The Exact Join method:

  • Requires exactly one match from the rightTable for each of the rows in the leftTable.
  • If there are zero or multiple matches, the operation will fail.

Syntax

leftTable.exactJoin(rightTable,"Key","ColumnsToJoinIn")

from deephaven import *
leftTable6 = db.t("LearnDeephaven", "StockTrades")\
   .where("Date=`2017-08-25`")\
   .headBy(3, "Sym")\
   .view("Sym", "Last", "Size")
rightTable6 = leftTable6.by(caf.AggCombo(caf.AggAvg("AvgPrice=Last"), caf.AggSum("TotalShares=Size")), "Sym").update("TotalShares=(long)TotalShares")
ejThem =leftTable6.exactJoin(rightTable6, "Sym", "AvgPrice, TotalShares")

Join

When using the join method, Deephaven compares the leftTable to the rightTable, and for every instance that matches the key argument for both tables, Deephaven will then "join" the data requested from the right table to the left table.

  • If there is no match for a key from the leftTable in the rightTable, the row from the leftTable is removed from the result. (Note that for naturalJoin(), the joined columns are null.)
  • If there are multiple matches for a key between the two tables, multiple rows are produced; i.e., the leftTable row is repeated for each of the rightTable matches. (Note that for naturalJoin(), this query would fail.)
  • It is possible, therefore, for the results of a join() operation to have less rows or more rows than are present in the left table.

Syntax

leftTable.join(rightTable, "Key", "ColumnsToJoinIn", numRightBitsToReserve)

Note the optional argument numRightBitsToReserve. This is the number of bits to reserve for the right table rows. The default is 10; see the OutOfKeySpaceException section below for more details.

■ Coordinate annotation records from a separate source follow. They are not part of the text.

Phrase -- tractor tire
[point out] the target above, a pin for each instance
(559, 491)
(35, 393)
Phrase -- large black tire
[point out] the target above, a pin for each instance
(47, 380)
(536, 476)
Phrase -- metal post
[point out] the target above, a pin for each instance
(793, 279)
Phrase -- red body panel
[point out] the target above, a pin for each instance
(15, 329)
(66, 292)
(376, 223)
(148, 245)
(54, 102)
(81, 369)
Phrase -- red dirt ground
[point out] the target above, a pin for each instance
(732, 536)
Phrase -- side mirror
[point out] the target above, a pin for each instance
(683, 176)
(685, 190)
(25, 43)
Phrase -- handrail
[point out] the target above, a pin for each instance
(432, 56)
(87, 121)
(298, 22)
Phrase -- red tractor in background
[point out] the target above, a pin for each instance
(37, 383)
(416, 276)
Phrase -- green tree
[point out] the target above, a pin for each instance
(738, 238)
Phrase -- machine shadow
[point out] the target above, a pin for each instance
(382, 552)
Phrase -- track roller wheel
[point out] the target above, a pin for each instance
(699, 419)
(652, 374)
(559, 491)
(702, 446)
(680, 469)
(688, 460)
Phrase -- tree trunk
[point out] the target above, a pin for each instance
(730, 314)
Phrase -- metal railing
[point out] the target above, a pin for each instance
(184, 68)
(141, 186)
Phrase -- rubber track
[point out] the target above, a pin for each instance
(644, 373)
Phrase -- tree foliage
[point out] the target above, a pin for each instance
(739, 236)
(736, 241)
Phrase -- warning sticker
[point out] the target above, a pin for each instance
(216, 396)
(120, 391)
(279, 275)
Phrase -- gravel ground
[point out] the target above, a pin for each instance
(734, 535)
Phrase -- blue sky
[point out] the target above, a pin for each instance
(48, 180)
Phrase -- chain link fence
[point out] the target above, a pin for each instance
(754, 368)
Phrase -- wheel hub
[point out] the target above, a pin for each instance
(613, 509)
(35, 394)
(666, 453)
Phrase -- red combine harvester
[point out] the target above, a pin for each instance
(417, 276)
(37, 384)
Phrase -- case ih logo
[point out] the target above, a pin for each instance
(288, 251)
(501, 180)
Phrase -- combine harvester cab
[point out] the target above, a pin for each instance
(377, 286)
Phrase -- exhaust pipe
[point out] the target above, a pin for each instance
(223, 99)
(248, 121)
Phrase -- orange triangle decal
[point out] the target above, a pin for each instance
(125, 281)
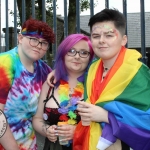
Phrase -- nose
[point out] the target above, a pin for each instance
(102, 39)
(77, 55)
(39, 45)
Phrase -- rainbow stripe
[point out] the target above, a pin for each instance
(125, 93)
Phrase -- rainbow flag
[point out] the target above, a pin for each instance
(125, 93)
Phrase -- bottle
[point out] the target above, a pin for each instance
(60, 137)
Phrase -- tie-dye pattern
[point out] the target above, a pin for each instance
(19, 91)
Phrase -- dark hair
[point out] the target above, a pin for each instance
(32, 26)
(64, 47)
(109, 15)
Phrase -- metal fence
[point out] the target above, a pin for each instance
(15, 31)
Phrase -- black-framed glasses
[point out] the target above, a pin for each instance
(82, 53)
(35, 42)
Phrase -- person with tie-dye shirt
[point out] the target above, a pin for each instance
(22, 73)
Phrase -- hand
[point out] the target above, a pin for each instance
(51, 133)
(66, 131)
(90, 112)
(50, 79)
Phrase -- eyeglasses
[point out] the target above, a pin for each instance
(82, 53)
(35, 42)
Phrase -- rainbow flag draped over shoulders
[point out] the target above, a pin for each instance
(125, 93)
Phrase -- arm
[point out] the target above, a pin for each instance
(38, 122)
(66, 131)
(8, 137)
(6, 78)
(90, 112)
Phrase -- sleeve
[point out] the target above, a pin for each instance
(6, 76)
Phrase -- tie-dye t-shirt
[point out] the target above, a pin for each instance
(19, 92)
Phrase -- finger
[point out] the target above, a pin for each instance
(83, 104)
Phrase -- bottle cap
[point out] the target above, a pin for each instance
(62, 123)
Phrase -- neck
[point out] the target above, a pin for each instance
(110, 62)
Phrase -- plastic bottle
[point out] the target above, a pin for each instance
(60, 137)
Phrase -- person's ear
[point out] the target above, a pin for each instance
(124, 40)
(20, 37)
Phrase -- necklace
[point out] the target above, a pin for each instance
(68, 104)
(104, 73)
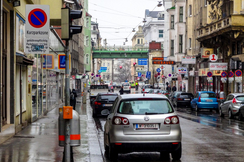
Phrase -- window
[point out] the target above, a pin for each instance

One special case of the join method is a cross-join, or cartesian product, which takes the following form:

crossJoin = leftTable.join(rightTable,"", "Col1,Col2")

Note that the second argument - the key - is empty. The result of this query is a table with every possible combination of rows from the two tables.

Note

The query below uses "rightTable6" from the previous example.

from deephaven import *

leftTable7 = db.t("LearnDeephaven", "StockTrades")\
   .where("Date=`2017-08-25`")\
   .headBy(3, "Sym")\
   .view("Sym", "Last", "Size")

rightTable7 = rightTable6.tail(9)

j1 = leftTable7.join(rightTable7, "Sym", "AvgPrice, TotalShares")

duplicate = ttools.emptyTable(1).updateView("Sym=`MSFT`", "AvgPrice=72.9", "TotalShares=(long)23")
# Note: using (long)23 ensures 23 is interpreted as type long

rtDup = ttools.merge(rightTable6, duplicate)

j2 = leftTable7.join(rtDup, "Sym", "AvgPrice, TotalShares")

Troubleshooting an OutOfKeySpace Exception

To efficiently produce updates, the bits that represent a key for a given result row are split into two. Unless specified, join reserves 10 bits to represent a right row. When there are too few bits to represent all of the right rows for a given aggregation group the table will shift a bit from the left side to the right side. The default of 10 bits was carefully chosen because it results in an efficient implementation to process live updates.

An OutOfKeySpaceException is thrown when the total number of bits needed to express the result table exceeds that needed to represent Long.MAX_VALUE. The exception provides details such as how much key-space the left and right tables are using, how sparse the tables appear to be, and how many of the bits in the result key-space are being used for each table.

There are a few workarounds:

  • If the leftTable is sparse, consider flattening the leftTable. To flatten a table invoke the no-argument flatten() method.
  • If there are no key-columns and the rightTable is sparse, consider flattening the rightTable. (Note: when there are key-columns, flattening the rightTable will not affect bits allocated to right rows.)
  • If the maximum size of a rightTable's group is small, you can reserve fewer bits by setting numRightBitsToReserve on initialization.

Left Join

  • The leftJoin() method returns the exact rows of the leftTable.
  • The data joined in from the rightTable are grouped into arrays of data.

Syntax

.leftJoin(rightTable, "Key", "ColumnsToJoinIn")

For example, a leftTable of end-of-day trade-count could be leftJoin-ed by USym with a rightTable of trades where the Price column would be an array.

leftTable = trades.countBy("TradeCount", "USym")

rightTable = trades\
    .where("isBusinessTime(ExchangeTimestamp)")\
    .renameColumns("Price = Last")

joinThem = leftTable.leftJoin(rightTable, "USym", "Price")

img